Garbage Collection

2019-03-13 13:22发布

问题:

I am not able to understand few things on the Garbage collection.

Firstly, how is data allocated space ? i.e. on stack or heap( As per my knowledge, all static or global variables are assigned space on stack and local variables are assigned space on heap).

Second, GC runs on data on stacks or heaps ? i.e a GC algorithm like Mark/Sweep would refer to data on stack as root set right? And then map all the reachable variables on heap by checking which variables on heap refer to the root set.

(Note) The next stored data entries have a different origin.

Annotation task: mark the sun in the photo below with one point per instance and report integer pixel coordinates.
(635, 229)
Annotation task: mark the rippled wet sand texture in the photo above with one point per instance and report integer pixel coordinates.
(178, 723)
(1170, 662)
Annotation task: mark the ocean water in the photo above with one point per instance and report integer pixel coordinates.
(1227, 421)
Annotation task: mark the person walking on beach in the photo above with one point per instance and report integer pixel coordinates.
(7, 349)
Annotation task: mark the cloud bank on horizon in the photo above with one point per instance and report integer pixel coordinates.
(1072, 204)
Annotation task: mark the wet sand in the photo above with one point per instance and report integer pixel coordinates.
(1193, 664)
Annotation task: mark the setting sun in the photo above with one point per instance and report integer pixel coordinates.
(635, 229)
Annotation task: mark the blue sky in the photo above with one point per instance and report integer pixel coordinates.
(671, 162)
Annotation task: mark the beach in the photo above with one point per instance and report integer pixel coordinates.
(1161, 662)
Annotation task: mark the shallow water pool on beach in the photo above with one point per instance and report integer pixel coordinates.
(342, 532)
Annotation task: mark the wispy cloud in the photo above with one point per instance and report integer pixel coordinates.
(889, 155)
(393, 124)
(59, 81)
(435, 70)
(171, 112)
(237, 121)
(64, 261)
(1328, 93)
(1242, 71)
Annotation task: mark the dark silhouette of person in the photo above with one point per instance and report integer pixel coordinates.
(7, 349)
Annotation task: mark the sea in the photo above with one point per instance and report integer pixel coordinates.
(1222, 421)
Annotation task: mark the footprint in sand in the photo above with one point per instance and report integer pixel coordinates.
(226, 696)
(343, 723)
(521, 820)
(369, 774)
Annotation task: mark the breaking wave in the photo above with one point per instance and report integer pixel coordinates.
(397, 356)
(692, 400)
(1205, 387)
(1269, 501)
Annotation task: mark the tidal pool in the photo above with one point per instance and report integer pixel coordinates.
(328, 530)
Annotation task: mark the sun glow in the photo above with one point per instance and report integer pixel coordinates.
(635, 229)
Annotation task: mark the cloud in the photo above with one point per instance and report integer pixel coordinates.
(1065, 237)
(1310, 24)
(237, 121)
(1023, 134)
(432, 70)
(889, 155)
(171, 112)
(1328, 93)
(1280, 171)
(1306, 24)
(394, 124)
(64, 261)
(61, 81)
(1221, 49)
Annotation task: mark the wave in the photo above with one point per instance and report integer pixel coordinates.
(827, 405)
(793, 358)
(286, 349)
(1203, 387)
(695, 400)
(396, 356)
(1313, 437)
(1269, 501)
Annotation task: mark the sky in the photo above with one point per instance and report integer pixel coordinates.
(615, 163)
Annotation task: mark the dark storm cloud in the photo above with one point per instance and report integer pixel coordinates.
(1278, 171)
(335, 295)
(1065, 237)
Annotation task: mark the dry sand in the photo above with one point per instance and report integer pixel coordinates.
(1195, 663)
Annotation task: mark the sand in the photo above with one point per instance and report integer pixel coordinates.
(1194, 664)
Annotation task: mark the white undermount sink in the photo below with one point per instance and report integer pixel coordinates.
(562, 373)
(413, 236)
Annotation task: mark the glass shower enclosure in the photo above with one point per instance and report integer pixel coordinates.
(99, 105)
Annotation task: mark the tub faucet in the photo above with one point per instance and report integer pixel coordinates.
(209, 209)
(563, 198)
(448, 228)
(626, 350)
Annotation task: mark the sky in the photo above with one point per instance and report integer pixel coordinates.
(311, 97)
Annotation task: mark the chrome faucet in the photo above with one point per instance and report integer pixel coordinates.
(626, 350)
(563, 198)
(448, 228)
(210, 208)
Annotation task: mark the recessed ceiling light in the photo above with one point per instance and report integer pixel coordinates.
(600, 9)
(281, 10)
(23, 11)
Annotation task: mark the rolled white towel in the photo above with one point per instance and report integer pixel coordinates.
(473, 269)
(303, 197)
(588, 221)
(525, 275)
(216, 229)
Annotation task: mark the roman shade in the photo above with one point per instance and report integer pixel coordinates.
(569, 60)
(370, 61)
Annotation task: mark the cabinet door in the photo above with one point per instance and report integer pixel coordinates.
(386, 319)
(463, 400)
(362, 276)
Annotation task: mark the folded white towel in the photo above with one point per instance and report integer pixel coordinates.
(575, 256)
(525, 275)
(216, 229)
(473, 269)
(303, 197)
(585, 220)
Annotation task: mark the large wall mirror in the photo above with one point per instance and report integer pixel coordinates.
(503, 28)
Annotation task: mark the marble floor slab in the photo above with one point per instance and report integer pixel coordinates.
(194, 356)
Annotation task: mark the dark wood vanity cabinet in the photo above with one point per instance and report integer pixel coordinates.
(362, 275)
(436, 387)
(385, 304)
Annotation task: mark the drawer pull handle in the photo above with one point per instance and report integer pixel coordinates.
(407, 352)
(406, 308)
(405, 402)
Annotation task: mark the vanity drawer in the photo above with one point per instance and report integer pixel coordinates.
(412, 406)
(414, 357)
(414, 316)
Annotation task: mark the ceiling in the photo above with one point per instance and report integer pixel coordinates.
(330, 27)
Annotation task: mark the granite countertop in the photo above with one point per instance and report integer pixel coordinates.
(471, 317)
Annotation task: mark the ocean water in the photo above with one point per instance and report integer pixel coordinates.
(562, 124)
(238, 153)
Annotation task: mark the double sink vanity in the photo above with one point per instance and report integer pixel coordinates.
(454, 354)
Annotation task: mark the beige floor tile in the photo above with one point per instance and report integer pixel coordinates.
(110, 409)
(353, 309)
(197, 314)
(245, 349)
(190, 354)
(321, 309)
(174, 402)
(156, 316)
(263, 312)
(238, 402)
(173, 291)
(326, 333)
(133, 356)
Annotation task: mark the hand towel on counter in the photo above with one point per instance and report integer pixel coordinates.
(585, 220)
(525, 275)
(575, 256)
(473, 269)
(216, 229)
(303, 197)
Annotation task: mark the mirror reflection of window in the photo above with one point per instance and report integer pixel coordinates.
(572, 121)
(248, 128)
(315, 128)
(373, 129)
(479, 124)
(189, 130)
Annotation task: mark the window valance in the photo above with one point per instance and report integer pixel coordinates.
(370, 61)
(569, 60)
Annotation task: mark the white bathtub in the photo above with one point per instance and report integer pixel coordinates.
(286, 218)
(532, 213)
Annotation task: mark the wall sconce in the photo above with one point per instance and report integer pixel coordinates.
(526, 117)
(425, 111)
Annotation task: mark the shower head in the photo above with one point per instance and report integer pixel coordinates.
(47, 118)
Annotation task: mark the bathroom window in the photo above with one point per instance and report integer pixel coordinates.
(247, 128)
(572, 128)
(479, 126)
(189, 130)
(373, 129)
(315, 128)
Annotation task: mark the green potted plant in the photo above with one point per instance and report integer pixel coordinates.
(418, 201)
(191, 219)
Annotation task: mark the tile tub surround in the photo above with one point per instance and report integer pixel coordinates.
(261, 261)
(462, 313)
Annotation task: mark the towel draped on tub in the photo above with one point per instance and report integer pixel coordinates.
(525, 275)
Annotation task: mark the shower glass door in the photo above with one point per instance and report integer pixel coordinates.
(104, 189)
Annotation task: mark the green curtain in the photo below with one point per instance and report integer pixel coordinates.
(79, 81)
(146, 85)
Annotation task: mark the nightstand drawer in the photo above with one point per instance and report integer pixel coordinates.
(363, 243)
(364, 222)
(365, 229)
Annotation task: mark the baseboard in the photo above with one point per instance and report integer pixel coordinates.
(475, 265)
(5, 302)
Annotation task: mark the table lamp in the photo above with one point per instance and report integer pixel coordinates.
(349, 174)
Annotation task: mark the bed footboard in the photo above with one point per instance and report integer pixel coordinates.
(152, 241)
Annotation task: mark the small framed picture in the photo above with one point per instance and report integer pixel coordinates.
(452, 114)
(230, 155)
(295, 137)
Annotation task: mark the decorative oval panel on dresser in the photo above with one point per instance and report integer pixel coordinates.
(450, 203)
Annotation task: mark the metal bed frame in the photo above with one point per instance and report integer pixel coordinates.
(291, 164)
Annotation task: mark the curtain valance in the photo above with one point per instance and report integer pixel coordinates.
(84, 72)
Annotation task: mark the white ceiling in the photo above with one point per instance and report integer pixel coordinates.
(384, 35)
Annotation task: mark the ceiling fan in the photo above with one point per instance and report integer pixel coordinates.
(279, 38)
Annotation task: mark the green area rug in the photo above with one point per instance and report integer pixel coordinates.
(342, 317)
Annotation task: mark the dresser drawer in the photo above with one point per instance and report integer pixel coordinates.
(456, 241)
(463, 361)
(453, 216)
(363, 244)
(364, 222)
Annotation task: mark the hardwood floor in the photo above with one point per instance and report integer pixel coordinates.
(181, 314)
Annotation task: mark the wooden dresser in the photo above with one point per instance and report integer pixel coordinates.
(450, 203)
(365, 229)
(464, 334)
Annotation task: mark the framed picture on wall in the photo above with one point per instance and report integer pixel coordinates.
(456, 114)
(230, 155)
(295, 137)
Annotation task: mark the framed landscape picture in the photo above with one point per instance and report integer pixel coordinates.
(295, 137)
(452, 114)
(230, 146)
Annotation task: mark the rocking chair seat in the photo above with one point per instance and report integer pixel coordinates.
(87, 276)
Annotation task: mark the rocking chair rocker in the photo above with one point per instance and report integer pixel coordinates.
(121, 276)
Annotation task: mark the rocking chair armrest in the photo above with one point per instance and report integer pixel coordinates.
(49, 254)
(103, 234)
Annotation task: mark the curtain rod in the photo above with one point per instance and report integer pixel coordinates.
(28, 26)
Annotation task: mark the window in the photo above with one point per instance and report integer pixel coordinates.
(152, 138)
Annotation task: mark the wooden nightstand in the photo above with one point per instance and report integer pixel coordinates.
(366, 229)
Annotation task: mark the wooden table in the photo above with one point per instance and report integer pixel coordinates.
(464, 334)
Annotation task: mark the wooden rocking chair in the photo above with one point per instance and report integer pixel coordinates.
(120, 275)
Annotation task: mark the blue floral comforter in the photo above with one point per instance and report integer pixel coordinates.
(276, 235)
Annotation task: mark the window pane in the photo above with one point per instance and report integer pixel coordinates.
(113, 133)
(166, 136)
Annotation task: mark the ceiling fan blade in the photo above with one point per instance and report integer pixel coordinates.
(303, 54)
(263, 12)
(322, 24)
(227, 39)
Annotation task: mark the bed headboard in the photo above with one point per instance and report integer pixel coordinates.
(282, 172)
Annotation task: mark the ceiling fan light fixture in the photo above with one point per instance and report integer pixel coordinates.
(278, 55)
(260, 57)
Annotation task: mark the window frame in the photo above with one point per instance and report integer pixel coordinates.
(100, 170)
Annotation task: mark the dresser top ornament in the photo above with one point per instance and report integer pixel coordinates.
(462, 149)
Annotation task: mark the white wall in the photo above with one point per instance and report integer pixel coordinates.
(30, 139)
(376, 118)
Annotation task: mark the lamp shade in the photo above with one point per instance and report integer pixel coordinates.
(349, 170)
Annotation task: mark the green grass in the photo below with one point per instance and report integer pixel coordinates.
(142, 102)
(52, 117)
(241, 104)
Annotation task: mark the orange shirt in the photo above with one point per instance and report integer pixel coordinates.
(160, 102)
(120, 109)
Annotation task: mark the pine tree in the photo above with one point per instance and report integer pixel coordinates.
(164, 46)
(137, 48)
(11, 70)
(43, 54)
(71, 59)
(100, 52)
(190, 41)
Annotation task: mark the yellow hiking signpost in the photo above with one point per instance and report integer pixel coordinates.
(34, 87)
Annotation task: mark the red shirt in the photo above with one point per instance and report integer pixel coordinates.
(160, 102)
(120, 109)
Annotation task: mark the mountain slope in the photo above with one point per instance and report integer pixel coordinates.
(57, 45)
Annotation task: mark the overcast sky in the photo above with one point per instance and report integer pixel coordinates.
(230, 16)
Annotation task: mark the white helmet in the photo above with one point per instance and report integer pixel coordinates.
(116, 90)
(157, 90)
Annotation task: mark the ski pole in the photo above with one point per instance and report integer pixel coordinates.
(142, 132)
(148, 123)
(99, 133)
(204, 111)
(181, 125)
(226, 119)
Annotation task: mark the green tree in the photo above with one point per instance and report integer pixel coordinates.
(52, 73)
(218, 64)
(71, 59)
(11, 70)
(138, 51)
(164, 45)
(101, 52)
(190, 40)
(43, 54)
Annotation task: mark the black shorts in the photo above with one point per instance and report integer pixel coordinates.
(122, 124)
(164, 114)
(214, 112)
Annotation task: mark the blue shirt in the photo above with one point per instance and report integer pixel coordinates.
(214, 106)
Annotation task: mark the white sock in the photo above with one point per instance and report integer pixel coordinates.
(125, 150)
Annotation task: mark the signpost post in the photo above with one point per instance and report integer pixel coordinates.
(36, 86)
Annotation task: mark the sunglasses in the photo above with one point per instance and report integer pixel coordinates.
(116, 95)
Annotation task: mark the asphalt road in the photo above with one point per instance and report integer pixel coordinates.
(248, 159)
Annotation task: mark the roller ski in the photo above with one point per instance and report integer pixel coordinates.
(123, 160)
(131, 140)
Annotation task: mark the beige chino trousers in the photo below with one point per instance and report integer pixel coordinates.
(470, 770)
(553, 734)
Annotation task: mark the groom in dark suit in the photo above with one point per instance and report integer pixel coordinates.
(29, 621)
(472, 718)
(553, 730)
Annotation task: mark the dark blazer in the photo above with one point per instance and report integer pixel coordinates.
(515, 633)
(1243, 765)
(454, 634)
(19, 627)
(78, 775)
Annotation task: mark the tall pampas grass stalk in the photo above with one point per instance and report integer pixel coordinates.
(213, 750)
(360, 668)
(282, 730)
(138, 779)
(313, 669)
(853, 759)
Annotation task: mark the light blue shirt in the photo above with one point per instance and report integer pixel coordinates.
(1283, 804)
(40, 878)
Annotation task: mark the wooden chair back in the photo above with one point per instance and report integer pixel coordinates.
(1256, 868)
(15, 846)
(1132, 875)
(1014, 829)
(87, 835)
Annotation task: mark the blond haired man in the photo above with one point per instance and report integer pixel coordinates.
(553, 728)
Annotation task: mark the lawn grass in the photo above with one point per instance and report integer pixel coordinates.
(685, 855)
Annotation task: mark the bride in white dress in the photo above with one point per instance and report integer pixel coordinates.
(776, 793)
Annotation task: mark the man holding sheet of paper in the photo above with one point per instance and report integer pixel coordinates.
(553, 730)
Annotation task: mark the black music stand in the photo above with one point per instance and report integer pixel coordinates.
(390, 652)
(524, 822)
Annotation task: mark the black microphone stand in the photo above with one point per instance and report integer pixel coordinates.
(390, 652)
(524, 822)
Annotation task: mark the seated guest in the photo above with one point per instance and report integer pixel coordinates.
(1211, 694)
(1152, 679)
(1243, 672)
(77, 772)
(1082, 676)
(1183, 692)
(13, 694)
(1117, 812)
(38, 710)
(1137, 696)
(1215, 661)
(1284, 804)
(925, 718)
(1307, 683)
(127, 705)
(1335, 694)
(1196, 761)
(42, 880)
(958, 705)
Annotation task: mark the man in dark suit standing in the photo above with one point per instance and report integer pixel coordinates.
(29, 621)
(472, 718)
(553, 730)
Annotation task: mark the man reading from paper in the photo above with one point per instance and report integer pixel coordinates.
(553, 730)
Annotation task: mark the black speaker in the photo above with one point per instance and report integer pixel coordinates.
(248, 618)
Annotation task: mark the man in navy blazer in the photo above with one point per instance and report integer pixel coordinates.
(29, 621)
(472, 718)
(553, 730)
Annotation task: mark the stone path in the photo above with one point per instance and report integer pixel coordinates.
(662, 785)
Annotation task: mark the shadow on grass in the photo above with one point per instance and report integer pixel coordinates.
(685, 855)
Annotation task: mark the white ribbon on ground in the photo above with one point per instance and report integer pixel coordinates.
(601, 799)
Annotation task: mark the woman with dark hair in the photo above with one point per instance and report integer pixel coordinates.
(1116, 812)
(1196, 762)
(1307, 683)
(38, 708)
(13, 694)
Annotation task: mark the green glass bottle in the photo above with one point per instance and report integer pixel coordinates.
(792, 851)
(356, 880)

What if a program does not have a global variable? How does the algorithm work then?

Regards, darkie

回答1:

It might help to clarify what platform's GC you are asking about - JVM, CLR, Lisp, etc. That said:

First to take a step back, certain local variables of are generally allocated on the stack. The specifics can vary by language, however. To take C# as an example, only local Value Types and method parameters are stored on the stack. So, in C#, foo would be allocated on the stack:

public function bar() { 
    int foo = 2;
    ...
}

Alternatively, dynamically-allocated variables use memory from the heap. This should intuitively make sense, as otherwise the stack would have to grow dynamically each time a new is called. Also, it would mean that such variables could only be used as locals within the local function that allocated them, which is of course not true because we can have (for example) class member variables. So to take another example from C#, in the following case result is allocated on the heap:

public class MyInt
{         
    public int MyValue;
}

...
MyInt result = new MyInt();
result.MyValue = foo + 40;
...

Now with that background in mind, memory on the heap is garbage-collected. Memory on the stack has no need for GC as the memory will be reclaimed when the current function returns. At a high level, a GC algorithm works by keeping track of all objects that are dynamically allocated on the heap. Once allocated via new, the object will be tracked by GC, and collected when it is no longer in scope and there are no more references to it.



回答2:

Check out the book Garbage Collection: algorithms for automatic dynamic memory management.



回答3:

Firstly, how is data allocated space ? i.e. on stack or heap( As per my knowledge, all static or global variables are assigned space on stack and local variables are assigned space on heap).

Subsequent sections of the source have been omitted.